To confirm the vmconfig-operator is in an out of memory state, log in to the master node of the management cluster and run the following command:

kubectl describe pod -n tca-system -l "control-plane=vmconfig-operator" the output will show vmconfig-operator pod LastState.Reason is OOMKilled

Text  Description automatically generated

Environment

VMware Telco Cloud Automation 1.9.5
VMware Telco Cloud Automation 2.0.1
VMware Telco Cloud Automation 2.0

Cause

When vmconfig-operator is running in the management cluster and managing node customization for all the nodes in the workload clusters and at the time when vmconfig-operator does a reconcile it will get the machine status for all in memory causing golang to take a while to do a memory recycle.  If the amount of memory used by a pod exceeds the allowed memory then Kubernetes will terminate the pod. 
In turn, Telco Cloud Automation fails to apply the nodepolicy to the management cluster and no network function can be instantiated. 

Resolution

A fix for this will be released with Telco Cloud Automation 2.1

Workaround:
1. SSH into the TCA-CP appliance and switch to root user.
2. Enlarge the memory for the vmconfig-operator pod by running the following command:

curl -kfsSL 'https://vmwaresaas.jfrog.io/artifactory/generic-registry/kb/20220524/enlarge_vmconfig_mem.sh' | bash
3. The script output will print the information to indicate if a management cluster is updated properly.
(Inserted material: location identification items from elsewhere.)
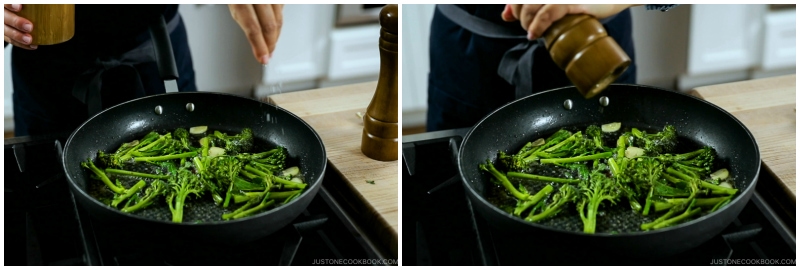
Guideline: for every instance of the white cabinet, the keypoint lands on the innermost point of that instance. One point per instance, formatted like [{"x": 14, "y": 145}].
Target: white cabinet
[
  {"x": 312, "y": 52},
  {"x": 779, "y": 40},
  {"x": 416, "y": 27},
  {"x": 724, "y": 38}
]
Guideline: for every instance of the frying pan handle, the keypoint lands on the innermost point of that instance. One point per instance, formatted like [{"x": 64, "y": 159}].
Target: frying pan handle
[
  {"x": 59, "y": 150},
  {"x": 454, "y": 145},
  {"x": 162, "y": 46}
]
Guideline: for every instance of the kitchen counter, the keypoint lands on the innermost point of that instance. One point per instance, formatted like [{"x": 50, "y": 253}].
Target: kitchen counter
[
  {"x": 369, "y": 186},
  {"x": 767, "y": 107}
]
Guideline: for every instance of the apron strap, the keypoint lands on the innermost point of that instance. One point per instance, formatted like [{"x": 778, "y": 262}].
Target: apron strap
[
  {"x": 516, "y": 67},
  {"x": 88, "y": 86}
]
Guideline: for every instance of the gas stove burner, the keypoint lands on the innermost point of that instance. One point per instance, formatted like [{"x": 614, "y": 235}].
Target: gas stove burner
[
  {"x": 440, "y": 226},
  {"x": 44, "y": 225}
]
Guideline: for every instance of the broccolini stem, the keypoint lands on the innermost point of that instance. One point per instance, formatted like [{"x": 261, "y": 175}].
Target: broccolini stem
[
  {"x": 167, "y": 157},
  {"x": 532, "y": 200},
  {"x": 672, "y": 221},
  {"x": 614, "y": 167},
  {"x": 648, "y": 202},
  {"x": 138, "y": 174},
  {"x": 141, "y": 204},
  {"x": 561, "y": 143},
  {"x": 228, "y": 195},
  {"x": 117, "y": 189},
  {"x": 719, "y": 189},
  {"x": 288, "y": 183},
  {"x": 546, "y": 213},
  {"x": 281, "y": 195},
  {"x": 576, "y": 159},
  {"x": 503, "y": 180},
  {"x": 648, "y": 226},
  {"x": 254, "y": 170},
  {"x": 661, "y": 206},
  {"x": 204, "y": 144},
  {"x": 254, "y": 209},
  {"x": 721, "y": 204},
  {"x": 248, "y": 174},
  {"x": 154, "y": 143},
  {"x": 238, "y": 210},
  {"x": 128, "y": 193},
  {"x": 542, "y": 178},
  {"x": 703, "y": 203},
  {"x": 177, "y": 216},
  {"x": 199, "y": 165}
]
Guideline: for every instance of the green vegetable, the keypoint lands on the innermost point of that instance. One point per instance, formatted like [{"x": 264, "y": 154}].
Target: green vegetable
[
  {"x": 642, "y": 170},
  {"x": 171, "y": 166}
]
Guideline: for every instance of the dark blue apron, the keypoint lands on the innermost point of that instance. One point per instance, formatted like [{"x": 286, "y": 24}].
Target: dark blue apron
[
  {"x": 473, "y": 63},
  {"x": 55, "y": 92}
]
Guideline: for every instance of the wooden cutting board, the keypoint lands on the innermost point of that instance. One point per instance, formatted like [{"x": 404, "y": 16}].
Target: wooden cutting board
[
  {"x": 332, "y": 113},
  {"x": 767, "y": 107}
]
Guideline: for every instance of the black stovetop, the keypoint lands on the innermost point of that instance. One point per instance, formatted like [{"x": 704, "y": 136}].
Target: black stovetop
[
  {"x": 440, "y": 227},
  {"x": 44, "y": 226}
]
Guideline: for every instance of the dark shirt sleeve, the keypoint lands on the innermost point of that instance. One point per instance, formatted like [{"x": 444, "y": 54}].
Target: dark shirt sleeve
[{"x": 661, "y": 7}]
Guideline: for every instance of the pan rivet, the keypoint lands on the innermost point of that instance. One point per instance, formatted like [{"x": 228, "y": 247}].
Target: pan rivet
[{"x": 604, "y": 101}]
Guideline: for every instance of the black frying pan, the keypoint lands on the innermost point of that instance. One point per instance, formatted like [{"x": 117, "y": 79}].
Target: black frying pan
[
  {"x": 539, "y": 115},
  {"x": 133, "y": 119}
]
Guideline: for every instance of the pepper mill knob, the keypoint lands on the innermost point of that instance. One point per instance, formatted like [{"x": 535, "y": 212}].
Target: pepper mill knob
[
  {"x": 379, "y": 137},
  {"x": 580, "y": 45}
]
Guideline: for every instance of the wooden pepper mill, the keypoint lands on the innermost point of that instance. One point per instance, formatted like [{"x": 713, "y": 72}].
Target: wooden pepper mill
[
  {"x": 52, "y": 23},
  {"x": 591, "y": 58},
  {"x": 379, "y": 138}
]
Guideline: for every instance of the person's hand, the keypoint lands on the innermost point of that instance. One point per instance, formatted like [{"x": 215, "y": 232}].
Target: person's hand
[
  {"x": 262, "y": 26},
  {"x": 537, "y": 18},
  {"x": 17, "y": 29}
]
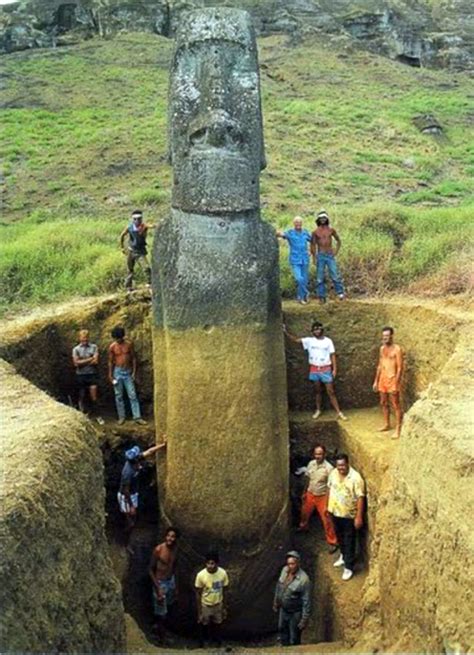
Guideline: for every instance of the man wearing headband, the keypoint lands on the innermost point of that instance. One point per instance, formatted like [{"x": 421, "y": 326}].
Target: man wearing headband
[
  {"x": 136, "y": 253},
  {"x": 298, "y": 240},
  {"x": 325, "y": 256},
  {"x": 292, "y": 600}
]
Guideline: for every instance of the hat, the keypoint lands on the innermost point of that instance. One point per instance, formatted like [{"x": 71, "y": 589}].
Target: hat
[{"x": 133, "y": 453}]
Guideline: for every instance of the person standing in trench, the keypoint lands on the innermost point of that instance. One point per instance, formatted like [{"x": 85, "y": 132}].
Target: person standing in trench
[
  {"x": 387, "y": 381},
  {"x": 346, "y": 507},
  {"x": 162, "y": 573},
  {"x": 292, "y": 600},
  {"x": 322, "y": 365},
  {"x": 315, "y": 496}
]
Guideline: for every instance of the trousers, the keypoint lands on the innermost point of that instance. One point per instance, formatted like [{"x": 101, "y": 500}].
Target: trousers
[{"x": 301, "y": 275}]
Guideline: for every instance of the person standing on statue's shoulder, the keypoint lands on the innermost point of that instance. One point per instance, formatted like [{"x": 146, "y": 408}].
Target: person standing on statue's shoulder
[
  {"x": 388, "y": 380},
  {"x": 322, "y": 365},
  {"x": 162, "y": 572},
  {"x": 346, "y": 506},
  {"x": 292, "y": 600},
  {"x": 316, "y": 495},
  {"x": 298, "y": 241},
  {"x": 210, "y": 585},
  {"x": 325, "y": 256},
  {"x": 136, "y": 253},
  {"x": 122, "y": 371}
]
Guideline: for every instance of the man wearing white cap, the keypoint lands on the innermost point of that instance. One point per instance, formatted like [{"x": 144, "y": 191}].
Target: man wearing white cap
[
  {"x": 325, "y": 256},
  {"x": 298, "y": 241}
]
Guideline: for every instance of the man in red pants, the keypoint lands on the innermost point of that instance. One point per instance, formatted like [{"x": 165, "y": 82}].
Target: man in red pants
[{"x": 316, "y": 495}]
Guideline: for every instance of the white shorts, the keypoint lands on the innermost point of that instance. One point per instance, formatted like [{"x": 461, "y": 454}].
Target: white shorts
[{"x": 124, "y": 505}]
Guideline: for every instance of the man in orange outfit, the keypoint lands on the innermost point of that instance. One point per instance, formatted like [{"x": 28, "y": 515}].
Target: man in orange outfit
[
  {"x": 316, "y": 495},
  {"x": 388, "y": 380}
]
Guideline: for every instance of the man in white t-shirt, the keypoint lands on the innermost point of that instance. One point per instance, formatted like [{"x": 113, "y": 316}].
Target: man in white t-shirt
[{"x": 322, "y": 365}]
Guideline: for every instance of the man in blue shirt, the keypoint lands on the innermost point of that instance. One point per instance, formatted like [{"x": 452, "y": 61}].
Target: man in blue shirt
[{"x": 298, "y": 241}]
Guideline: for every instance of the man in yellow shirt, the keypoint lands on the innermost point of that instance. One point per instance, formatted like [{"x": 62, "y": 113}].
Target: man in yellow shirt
[
  {"x": 346, "y": 506},
  {"x": 210, "y": 585}
]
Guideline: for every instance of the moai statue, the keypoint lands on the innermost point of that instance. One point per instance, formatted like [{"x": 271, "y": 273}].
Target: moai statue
[{"x": 219, "y": 369}]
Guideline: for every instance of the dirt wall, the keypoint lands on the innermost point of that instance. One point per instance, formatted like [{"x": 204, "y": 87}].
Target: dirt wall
[
  {"x": 40, "y": 347},
  {"x": 58, "y": 592}
]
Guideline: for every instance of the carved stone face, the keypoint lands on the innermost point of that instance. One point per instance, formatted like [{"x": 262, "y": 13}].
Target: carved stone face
[{"x": 215, "y": 122}]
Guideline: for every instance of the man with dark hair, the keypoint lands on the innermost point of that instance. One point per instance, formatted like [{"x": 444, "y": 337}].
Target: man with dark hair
[
  {"x": 325, "y": 256},
  {"x": 346, "y": 506},
  {"x": 136, "y": 253},
  {"x": 122, "y": 371},
  {"x": 292, "y": 600},
  {"x": 315, "y": 496},
  {"x": 162, "y": 572},
  {"x": 388, "y": 378},
  {"x": 127, "y": 495},
  {"x": 210, "y": 584},
  {"x": 85, "y": 357},
  {"x": 298, "y": 241},
  {"x": 322, "y": 365}
]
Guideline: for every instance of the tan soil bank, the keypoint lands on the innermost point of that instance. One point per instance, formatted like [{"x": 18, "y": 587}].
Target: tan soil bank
[{"x": 414, "y": 593}]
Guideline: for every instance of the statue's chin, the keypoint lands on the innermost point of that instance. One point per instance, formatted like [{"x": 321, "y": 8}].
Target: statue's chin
[{"x": 216, "y": 180}]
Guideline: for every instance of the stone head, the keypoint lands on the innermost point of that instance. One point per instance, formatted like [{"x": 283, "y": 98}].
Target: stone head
[{"x": 215, "y": 120}]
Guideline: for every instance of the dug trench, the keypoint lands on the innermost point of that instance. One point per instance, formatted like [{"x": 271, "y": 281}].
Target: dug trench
[{"x": 410, "y": 503}]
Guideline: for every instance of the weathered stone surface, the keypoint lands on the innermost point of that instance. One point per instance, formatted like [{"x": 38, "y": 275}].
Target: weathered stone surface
[
  {"x": 58, "y": 591},
  {"x": 220, "y": 393}
]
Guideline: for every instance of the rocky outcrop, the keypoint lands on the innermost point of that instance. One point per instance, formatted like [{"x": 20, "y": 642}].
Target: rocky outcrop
[
  {"x": 416, "y": 33},
  {"x": 58, "y": 590}
]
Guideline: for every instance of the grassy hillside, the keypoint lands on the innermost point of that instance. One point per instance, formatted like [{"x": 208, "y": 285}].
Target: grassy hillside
[{"x": 84, "y": 143}]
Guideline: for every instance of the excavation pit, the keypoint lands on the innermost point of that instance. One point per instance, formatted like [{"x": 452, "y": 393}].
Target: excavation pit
[{"x": 412, "y": 505}]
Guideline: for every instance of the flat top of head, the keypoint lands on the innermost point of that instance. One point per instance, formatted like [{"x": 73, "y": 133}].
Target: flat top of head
[{"x": 216, "y": 24}]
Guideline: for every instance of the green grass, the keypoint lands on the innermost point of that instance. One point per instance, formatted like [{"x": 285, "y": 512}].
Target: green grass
[{"x": 84, "y": 142}]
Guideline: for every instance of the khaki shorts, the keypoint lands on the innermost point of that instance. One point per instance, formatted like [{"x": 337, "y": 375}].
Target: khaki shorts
[{"x": 212, "y": 613}]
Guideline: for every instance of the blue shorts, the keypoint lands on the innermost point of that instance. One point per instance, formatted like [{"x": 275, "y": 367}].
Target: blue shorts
[{"x": 322, "y": 376}]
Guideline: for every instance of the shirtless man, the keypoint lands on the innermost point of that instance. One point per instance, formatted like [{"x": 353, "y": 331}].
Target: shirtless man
[
  {"x": 325, "y": 256},
  {"x": 388, "y": 380},
  {"x": 136, "y": 231},
  {"x": 162, "y": 572},
  {"x": 122, "y": 370}
]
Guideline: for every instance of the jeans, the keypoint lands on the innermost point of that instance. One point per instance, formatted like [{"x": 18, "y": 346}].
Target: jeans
[
  {"x": 125, "y": 381},
  {"x": 290, "y": 633},
  {"x": 323, "y": 260},
  {"x": 346, "y": 537},
  {"x": 301, "y": 275}
]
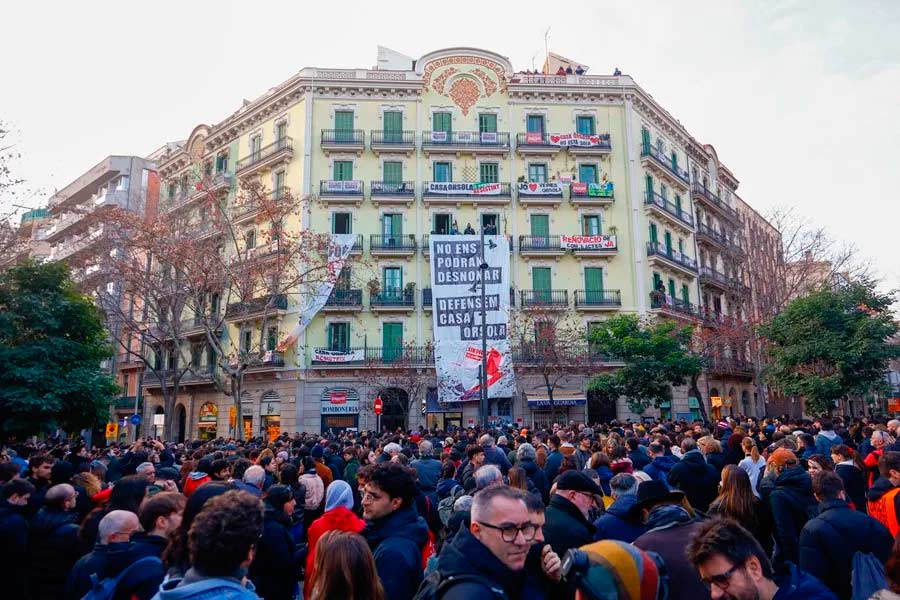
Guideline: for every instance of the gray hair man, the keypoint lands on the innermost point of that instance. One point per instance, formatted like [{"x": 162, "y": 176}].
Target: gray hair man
[{"x": 622, "y": 520}]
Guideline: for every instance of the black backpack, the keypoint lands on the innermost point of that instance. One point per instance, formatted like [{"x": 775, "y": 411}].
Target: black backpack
[{"x": 434, "y": 586}]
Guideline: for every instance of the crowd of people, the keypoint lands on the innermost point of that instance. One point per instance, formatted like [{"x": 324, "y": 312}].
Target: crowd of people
[{"x": 741, "y": 508}]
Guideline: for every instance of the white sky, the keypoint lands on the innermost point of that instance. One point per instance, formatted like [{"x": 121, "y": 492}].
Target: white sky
[{"x": 799, "y": 98}]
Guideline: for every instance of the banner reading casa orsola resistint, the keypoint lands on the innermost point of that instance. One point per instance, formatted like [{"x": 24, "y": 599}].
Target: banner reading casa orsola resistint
[
  {"x": 456, "y": 296},
  {"x": 338, "y": 250}
]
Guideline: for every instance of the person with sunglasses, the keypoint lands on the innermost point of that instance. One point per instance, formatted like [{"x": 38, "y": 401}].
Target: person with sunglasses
[
  {"x": 500, "y": 555},
  {"x": 733, "y": 565}
]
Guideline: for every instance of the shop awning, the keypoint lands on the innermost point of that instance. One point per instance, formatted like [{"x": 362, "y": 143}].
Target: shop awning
[{"x": 560, "y": 398}]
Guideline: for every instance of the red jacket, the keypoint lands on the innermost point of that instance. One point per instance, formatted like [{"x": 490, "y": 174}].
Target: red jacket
[{"x": 336, "y": 519}]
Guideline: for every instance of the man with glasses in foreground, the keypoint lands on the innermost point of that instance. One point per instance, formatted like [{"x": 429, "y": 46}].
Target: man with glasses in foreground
[
  {"x": 733, "y": 565},
  {"x": 489, "y": 559}
]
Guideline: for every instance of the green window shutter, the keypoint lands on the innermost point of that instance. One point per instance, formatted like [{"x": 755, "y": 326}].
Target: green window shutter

An example looks like below for management cluster mc7:

current cluter is     cluster: mc7
deployment.apps/vmconfig-operator patched
NAMESPACE    NAME                MemoryLimit
tca-system   vmconfig-operator   2Gi
vmconfig-operator pod is not Running, will recheck after 3 sec
vmconfig-operator pod is not Running, will recheck after 3 sec
vmconfig-operator pod is not Running, will recheck after 3 sec
vmconfig-operator pod is Running
NAME                                 READY   STATUS    RESTARTS   AGE
vmconfig-operator-849dddc645-24qr7   1/1     Running   0          13s
 
Enlarge vmconfig-operator memory finished